Tag Archives: Final Project

Courtney’s Final Project Post

Research Question

  • “How is the spatial pattern of ion and isotope concentrations in wells tapping the basalt aquifer related to the spatial pattern of mapped faults via the mechanism of groundwater flow as determined by hydraulic transmissivity of the geologic setting?”

Description of dataset that I examined

  • A: In my research I have analytical data for 31 wells, whose XY locations were determined by field confirmation of the Oregon Water Resource Department (OWRD) well log database. As groundwater is a 3D system, I have to consider Z values as well. The well depths and lithology information are also from the OWRD database. My analytical data provides a snapshot of water chemistry during the summer of 2018. I have only one temporal data point per well. At all 31 wells, I collected samples to be analyzed for pH, temperature, specific conductivity, oxygen isotopes 16 and 18, and hydrogen isotopes 1 and 2. At a subset of 18 of those wells I collected additional samples for tritium, carbon 14, and major ion analysis.
  • B: The shapefile of faults mapped at the surface was created by Madin and Geitgey of the USGS in their 2007 publication on the geology of the Umatilla Basin. There is some uncertainty in my analysis as far as extending this surface information into the subsurface. USGS studies have constrained proposed ranges of dip angles for the families of faults that I am studying, but not exact angles for any single mapped fault.
  • C: results of pumping interference tests involving 29 wells, 12 of which I had chemical data for. The data was collected by the OWRD in 2018 and 2019.

Hypotheses

  • Faults can act as conduits or barriers to groundwater flow, depending on how their transmissivity compares to the transmissivity of the host rock.
  • I hypothesize that clusters of similar chemical and isotopic properties of groundwater can indicate a shared aquifer unit/compartment, and that if faults separate clusters then the fault is influencing that difference in chemical/isotopic signatures. If the fault is between two clusters, I hypothesize that it is acting as a barrier. If it crosses through a cluster, I hypothesize that it acts as a conduit.
  • Where faults act as barriers, I hypothesize that parameter values will differ in groups on either side of a fault. Specifically, a barrier fault might cause older, warmer water to rise into upper aquifer layers, and the downstream well might show a signature of more local recharge.
  • Where faults act as conduits, I hypothesize that water chemistry and isotopes of samples from wells on either side of the fault would indicate a relatively direct flowpath from the upstream well to a downstream well. Over a short distance, this means that ion and isotope concentrations would not differ significantly in wells across the fault.
  • My hypotheses depend on a “barrier” fault damming groundwater flow up-gradient of the fault, and compartmentalizing local recharge on the down-gradient side. This hypothesis is only relevant if the fault is roughly perpendicular to the flow direction, and so disrupting transmissivity between a recharge zone and the wells.
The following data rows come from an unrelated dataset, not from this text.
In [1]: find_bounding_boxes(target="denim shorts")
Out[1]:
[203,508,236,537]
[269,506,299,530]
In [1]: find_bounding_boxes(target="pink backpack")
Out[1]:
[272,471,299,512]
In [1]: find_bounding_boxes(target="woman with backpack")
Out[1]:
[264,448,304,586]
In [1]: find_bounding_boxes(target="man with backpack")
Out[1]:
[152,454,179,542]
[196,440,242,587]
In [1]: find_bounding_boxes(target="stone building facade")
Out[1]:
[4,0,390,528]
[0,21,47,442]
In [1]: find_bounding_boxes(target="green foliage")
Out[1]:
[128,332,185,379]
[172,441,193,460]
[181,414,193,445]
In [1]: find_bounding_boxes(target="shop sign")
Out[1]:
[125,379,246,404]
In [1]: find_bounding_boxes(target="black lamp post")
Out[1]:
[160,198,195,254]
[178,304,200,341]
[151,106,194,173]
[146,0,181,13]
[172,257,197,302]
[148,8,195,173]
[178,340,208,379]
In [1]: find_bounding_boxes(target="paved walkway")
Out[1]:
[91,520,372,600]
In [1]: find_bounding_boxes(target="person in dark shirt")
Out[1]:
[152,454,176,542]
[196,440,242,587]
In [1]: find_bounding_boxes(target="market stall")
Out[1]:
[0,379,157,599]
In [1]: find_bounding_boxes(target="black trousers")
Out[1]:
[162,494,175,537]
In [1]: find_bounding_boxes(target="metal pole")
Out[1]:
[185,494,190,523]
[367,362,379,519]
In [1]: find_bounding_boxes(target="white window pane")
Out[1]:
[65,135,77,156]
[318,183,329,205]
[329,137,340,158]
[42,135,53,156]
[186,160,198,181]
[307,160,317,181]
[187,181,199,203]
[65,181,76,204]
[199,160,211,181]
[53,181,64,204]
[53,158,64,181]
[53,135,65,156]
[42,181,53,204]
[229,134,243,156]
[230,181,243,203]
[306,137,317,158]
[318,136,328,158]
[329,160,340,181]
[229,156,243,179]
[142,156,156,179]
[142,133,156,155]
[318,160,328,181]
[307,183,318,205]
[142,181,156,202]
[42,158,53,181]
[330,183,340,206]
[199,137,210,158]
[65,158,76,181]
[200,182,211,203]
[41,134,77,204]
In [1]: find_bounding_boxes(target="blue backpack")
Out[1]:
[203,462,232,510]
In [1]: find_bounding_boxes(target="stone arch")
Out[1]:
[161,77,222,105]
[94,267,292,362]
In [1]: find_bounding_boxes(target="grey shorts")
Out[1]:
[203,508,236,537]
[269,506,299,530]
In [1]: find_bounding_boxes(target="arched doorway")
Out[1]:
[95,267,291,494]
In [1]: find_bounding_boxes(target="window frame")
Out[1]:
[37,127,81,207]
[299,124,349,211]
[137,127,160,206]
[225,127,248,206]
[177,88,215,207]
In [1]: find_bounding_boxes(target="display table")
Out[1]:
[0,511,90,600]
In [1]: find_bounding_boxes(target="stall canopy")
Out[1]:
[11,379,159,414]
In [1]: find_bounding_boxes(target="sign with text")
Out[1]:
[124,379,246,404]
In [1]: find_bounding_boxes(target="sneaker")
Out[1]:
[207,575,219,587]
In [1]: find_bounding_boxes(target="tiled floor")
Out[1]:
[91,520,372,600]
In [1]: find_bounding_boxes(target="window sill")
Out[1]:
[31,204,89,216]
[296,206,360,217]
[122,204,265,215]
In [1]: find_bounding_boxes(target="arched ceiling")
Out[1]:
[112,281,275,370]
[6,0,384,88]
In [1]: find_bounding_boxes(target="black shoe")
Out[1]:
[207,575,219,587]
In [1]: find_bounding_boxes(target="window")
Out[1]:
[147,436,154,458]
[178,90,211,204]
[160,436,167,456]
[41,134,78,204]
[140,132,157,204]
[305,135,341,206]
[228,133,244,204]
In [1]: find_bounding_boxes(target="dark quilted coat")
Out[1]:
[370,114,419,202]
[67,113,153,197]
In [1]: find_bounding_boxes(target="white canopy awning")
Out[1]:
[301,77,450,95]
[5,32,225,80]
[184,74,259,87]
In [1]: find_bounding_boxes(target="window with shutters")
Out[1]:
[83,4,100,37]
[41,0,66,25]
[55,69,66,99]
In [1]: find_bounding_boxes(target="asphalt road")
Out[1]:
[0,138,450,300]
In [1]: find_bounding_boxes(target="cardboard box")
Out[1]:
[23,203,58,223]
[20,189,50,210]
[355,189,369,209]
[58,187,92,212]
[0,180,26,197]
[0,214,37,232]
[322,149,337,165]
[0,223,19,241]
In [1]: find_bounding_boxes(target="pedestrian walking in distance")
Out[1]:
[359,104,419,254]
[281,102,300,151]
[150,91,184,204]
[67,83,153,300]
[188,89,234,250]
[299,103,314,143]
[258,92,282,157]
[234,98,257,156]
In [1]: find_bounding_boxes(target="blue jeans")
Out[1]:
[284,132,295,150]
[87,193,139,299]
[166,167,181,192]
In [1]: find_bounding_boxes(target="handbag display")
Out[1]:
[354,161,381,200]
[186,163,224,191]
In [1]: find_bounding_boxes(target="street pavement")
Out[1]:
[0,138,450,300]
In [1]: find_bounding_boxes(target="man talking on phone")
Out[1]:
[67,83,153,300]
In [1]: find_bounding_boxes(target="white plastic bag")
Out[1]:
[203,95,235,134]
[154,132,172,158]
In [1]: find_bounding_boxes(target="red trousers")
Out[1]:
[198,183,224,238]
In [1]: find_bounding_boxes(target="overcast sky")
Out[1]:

If a fault that separates two wells is parallel to the flow direction and there is no obstacle between the wells and upstream recharge areas, then the fault might indeed limit communication between the wells but they will have similar chemical signatures. Wells separate by this second kind of fault barrier would be better evaluated by a physical test of communication, such as a pumping interference test.

Analysis Approaches

  • Principal component analysis: used to simplify the multivariate data set (19 variables!) into variable relationships that could represent aquifer processes
  • Analysis of PCA results compared to distance from a flow path
    • Interpolation of well water levels classified by well stratigraphy to estimate a potentiometric surface and evaluate groundwater flow directions.
    • Raster calculations to compare flow direction to fault incidence angle
    • Measuring distance from each well to the nearest fault along the flow path
    • simple linear regression, comparing Non-ion PC1 score of a well with its distance from a fault.
  • Two-sided T-tests comparing distance between wells, presence of a fault, and pumping interference test communication between wells
  • ANOVA F-tests comparing chemical and isotopic variance within groups of wells that communicate with each other and between those groups.

Results

  • Principal component analysis – Patterns of variation between wells are statistically explained primarily by total ion concentration, a relationship between chemical evolution from ion exchange and decreasing stable isotope ratios, and the combination of well depth and water temperature. Moran’s I indicates that only Non-ion PC2 is spatially clustered, while the other PC models have a distribution not significantly different than random. The other PC models are useful to understand the groundwater system, but not specifically to analyze clustering correlated to faults.
  • Interpolation of water level, and comparison of fault incidence angle with flow direction, indicates faults that are and are not able to be tested by my hypotheses.
  • Analysis of PCA results compared to distance from a fault along flow path – some wells that are “within” a fault zone have very old signatures and others have very young signatures. This could be related to the angle of the dip of the fault and the accuracy of mapping compared to the depth of the well. I hypothesize that the wells that are in the fault zone but have high PC1 scores are on the up-gradient side of the fault where older water is upwelling along a barrier. Wells in fault zones with low PC1 scores could indicate wells open to downgradient areas of the fault, where vertical recharge through the fault damage zone is able to reach the well.
  • Returning to the conclusions I wrote in that blog post after I found improved stratigraphic data, I’m not sure if I can make conclusions other than those about the wells are that mapped as “inside” a fault. Several wells that are closer to faults are also open to shallower aquifer units, and so the effect of lower PC1 scores closer downgradient to faults might be confounded by lower PC1 scores caused by vertical inflow from the sedimentary aquifer and upper Saddle Mountain aquifer.
  • Two-sided T-tests comparing distance between wells, presence of a fault, and communication between wells show that the presence of a fault has a greater effect on communication than the distance between the wells.
  • ANOVA F-tests comparing chemical and isotopic variance within groups of wells that communicate with each other and between those groups – stable isotopes and specific conductivity both show more variation between well groups than within well groups.
  • Not covering in these blog posts, I also ran Moran’s I on my inputs to see which ones are clustered and so might be more related to horizontal grouping factors (such as faults) than vertical grouping parameters (such as stratigraphic unit). Of the PCA and individual variables, only d18O, d2H, and Non-ion PC2(combination of well depth and water temperature) were clustered. The other PCA models, temperature, pH, and specific conductivity were not significantly spatially clustered.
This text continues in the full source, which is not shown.